The total reserve for unfunded commitments was $6.8 million at the end of the quarter, unchanged from the second quarter of 2017 and up $250,000 from the third quarter of 2016.
I'll now turn the call back to Peter.
Peter S. Ho - Chairman, CEO, President and Director of Bank of Hawali
Great. Thanks, Mary. The Hawaii economy continues to perform well due to healthy labor market conditions, an active construction pipeline, the continuation of the strong performance of our tourism industry and increasing home prices.
The median price of a single-family home on Oahu, our primary market, increased 3.4% during the first 9 months of 2017, and median price for condominium increased 5.4% compared with the same period last year. The volume of single-family home sales on Oahu increased 5% and condominium sales increased 5.8%.
Months of inventory at September declined to a low of 2.4 months for single-family homes and 2.6 months for condominiums. The median number of days on market for the first 9 months of 2017 was 16 days for single-family homes or condominiums. During the month of September, the median number of days on market -- I'm sorry, for condominiums is up to 19 days and the numbers of days on market for single-family home declined to 14 days.

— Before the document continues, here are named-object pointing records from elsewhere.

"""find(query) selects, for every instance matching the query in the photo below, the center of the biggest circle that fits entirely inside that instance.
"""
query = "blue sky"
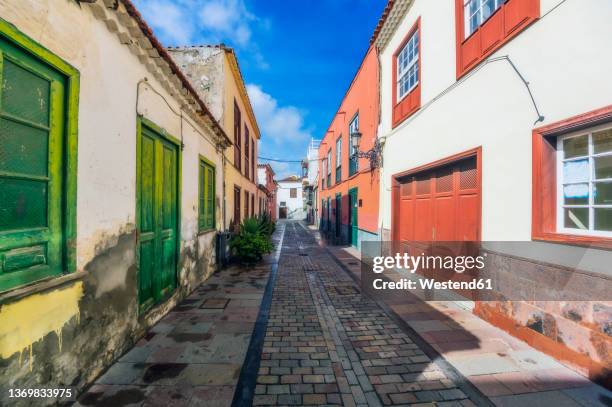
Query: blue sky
(297, 58)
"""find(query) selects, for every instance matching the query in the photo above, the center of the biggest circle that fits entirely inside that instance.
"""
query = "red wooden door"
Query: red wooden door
(440, 204)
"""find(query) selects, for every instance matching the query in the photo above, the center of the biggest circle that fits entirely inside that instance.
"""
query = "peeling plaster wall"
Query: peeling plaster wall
(93, 319)
(209, 70)
(491, 108)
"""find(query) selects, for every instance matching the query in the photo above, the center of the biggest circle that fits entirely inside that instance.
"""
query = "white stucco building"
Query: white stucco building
(495, 122)
(110, 189)
(290, 199)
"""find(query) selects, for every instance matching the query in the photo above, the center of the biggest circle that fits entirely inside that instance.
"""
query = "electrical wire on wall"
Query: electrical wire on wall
(178, 113)
(182, 118)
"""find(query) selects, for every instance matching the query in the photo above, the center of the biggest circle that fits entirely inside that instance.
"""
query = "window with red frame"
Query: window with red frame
(482, 26)
(572, 180)
(247, 164)
(407, 75)
(252, 160)
(237, 120)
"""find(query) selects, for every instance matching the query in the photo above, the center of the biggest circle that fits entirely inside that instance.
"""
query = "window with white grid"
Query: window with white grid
(584, 182)
(476, 12)
(408, 66)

Tourism in Hawaii also remained strong with visitor spending increasing 8.5% during the first 8 months of 2017 compared with the same period in 2016. The growth in spending is a result of a 4.7% increase in visitor arrivals and an increase of 3.9% in average daily spending. The stronger -- strongest growth in visitor arrivals in spending so far this year has been from the U.S. East region and Japan.
Thanks, again, for joining us today and now we'd be happy to respond to your questions.
Operator
(Operator Instructions) Our first question comes from the line of Brett Rabatin with Piper Jaffray.

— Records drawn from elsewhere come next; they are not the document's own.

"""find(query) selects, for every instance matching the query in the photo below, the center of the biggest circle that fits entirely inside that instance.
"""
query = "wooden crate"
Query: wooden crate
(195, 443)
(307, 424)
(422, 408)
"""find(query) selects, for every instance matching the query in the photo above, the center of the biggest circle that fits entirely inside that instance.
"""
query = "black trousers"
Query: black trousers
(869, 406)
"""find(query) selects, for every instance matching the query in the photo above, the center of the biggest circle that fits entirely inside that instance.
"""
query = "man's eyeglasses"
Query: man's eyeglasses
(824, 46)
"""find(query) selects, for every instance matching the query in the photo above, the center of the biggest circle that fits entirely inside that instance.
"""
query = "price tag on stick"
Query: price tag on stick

Brett D. Rabatin - Senior Research Analyst
Wanted to, first, just go over the expense guidance, making sure we're on the same numbers. You're talking about 0.5% of growth this year on a, I think, kind of a core basis. Would that imply $91 million, if I'm looking at the numbers right, in 4Q? And would that include anything like charitable contribution? Or any thoughts on the growth from 3Q.
Dean Y. Shigemura - CFO and Senior EVP
No, I think your math is about right for the fourth quarter, but we do think that there are some opportunities to come in maybe under that. But also keep in mind that we do have some seasonal year-end expenses that come through in the fourth quarter.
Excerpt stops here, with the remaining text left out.